Yes, as posted above, XLR is balanced meaning there is a non-inverted signal, and an inverted signal, when it hits your mixer, recorder, etc it amplifies the differences in the signal and eliminates the things that are the same(noise picked up from the cable will be the same in both lines), this allows xlr to be used over hundreds of feet, while 1/4" cables will start having problems after 25' or so. That is why DI boxes are used to convert 1/4 to xlr. Also pretty much all professional consoles only have XLR inputs.


----------



## Focus (Oct 22, 2013)

A side note. There are many cases where unbalanced 1/4 cables are used, FX, compressors, gates other outboard gear. This is all well and good, they are short distances and noise is not a problem. Also there are TRS connectors that are 1/4" but pass the same balanced signal as XLR, mostly common on prosumer gear and equipment that needs space saving of 1/4" over the larger footprint of xlr.


----------



## museav (Oct 23, 2013)

Focus said:


> Yes, as posted above, XLR is balanced meaning there is a non-inverted signal, and an inverted signal, when it hits your mixer, recorder, etc it amplifies the differences in the signal and eliminates the things that are the same(noise picked up from the cable will be the same in both lines), this allows xlr to be used over hundreds of feet, while 1/4" cables will start having problems after 25' or so. That is why DI boxes are used to convert 1/4 to xlr. Also pretty much all professional consoles only have XLR inputs.


Seems to be some common misunderstandings.

XLR and 1/4" are simply connectors and both can be used for either balanced or unbalanced signals. A 3 pin XLR and TRS (tip-ring-sleeve) 1/4" are essentially interchangeable in terms of the signals carried, including carrying balanced signals, however XLRs are often preferred for reasons such as the contact area, being non-shorting, making the ground contact first and more typically being locking or latching.  A TS (tip-sleeve) 1/4" is inherently limited to unbalanced signals but a TRS 1/4" or 3 pin XLR connector could be wired for balanced mono, unbalanced stereo or unbalanced mono signals.

Signal symmetry is a separate issue from balanced audio signals and you can have balanced signals with only one signal on the + conductor and without any corresponding inverted signal on the - conductor. A simple way to think about this is if that balancing and the associated noise cancellation depended on signal symmetry then you would get no noise cancellation with no signal, which is exactly when you might need it the most.
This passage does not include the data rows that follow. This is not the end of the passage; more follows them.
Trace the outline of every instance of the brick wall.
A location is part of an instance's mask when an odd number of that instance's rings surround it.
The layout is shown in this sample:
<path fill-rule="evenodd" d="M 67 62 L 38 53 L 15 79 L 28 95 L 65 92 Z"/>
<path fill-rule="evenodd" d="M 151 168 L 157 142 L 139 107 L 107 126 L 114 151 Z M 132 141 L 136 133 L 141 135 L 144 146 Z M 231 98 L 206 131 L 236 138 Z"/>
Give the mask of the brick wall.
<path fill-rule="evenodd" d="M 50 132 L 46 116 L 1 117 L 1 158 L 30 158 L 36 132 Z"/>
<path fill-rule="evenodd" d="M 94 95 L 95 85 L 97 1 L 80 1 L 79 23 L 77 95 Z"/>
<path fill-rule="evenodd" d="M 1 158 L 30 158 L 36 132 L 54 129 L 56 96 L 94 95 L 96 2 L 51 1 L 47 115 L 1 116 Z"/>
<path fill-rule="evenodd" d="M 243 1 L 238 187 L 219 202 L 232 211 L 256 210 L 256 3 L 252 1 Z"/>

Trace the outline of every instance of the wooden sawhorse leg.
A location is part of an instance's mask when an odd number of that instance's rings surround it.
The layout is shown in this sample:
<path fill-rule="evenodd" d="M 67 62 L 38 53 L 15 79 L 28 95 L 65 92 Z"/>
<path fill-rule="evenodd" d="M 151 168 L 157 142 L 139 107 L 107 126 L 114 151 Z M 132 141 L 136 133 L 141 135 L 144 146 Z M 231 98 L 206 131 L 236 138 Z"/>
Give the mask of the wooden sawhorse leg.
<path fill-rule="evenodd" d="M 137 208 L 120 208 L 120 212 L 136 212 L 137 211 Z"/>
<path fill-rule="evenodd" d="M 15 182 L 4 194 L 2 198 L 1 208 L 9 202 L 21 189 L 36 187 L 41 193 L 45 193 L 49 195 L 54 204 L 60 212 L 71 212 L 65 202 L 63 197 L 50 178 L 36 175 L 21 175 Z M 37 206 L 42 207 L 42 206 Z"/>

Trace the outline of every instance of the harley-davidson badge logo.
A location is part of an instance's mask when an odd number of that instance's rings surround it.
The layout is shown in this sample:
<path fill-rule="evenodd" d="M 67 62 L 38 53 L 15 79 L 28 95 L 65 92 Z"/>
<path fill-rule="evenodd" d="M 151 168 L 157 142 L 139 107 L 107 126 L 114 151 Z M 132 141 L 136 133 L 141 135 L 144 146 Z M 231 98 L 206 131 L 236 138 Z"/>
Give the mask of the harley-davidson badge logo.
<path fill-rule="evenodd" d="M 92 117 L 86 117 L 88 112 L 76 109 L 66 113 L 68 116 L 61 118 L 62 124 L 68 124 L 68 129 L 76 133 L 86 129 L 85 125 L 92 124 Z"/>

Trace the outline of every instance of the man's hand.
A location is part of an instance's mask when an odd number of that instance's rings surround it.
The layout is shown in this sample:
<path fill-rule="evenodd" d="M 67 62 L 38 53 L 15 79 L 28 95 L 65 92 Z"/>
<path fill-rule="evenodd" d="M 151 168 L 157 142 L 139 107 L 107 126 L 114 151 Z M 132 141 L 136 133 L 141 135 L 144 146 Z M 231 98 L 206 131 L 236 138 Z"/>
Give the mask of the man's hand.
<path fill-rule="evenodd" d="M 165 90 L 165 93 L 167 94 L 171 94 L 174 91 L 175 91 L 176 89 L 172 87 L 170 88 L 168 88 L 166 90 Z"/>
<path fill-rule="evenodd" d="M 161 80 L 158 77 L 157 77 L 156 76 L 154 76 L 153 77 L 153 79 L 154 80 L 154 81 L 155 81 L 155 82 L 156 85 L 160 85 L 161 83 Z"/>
Instead 'balanced' for audio signals usually refers to being impedance balanced with both conductors having equal impedance to ground. That, along with the use of twisted pair conductors, helps any noise induced in the conductors be equal in both conductors and thus be more effectively cancelled by a differential input, which looks at the difference between the signals on the two conductors and thus 'cancels' any signal common to both regardless of whether an audio signal is present. The more similar you can make any noise induced in each conductor via techniques such as impedance balancing and twisted pairs, the more effective the resulting noise cancellation.

One of the primary purposes of DI boxes is to reduce the signal level to allow line level sources to be run over microphone lines. DI boxes also typically provide some electronic isolation. However, they are not used to convert unbalanced signals to balanced signals of the same level.

So to the OP, since XLR and 1/4" are just connectors and there are variations on them, e.g. unbalanced mono TS 1/4" versus balanced mono or unbalanced stereo TRS 1/4", the connector alone does not tell you about the cable. A 1/4" TRS to 1/4" TRS and XLR to XLR cable using the same cable and wiring are essentially comparable and it really comes to which works best for the application. It is fairly common in some installed systems to use XLR connections for microphone level signals and 1/4" connections for line level signals in order to clearly differentiate the two but as far as equipment interconnects there is no significant difference other than preferences in the physical connections.


----------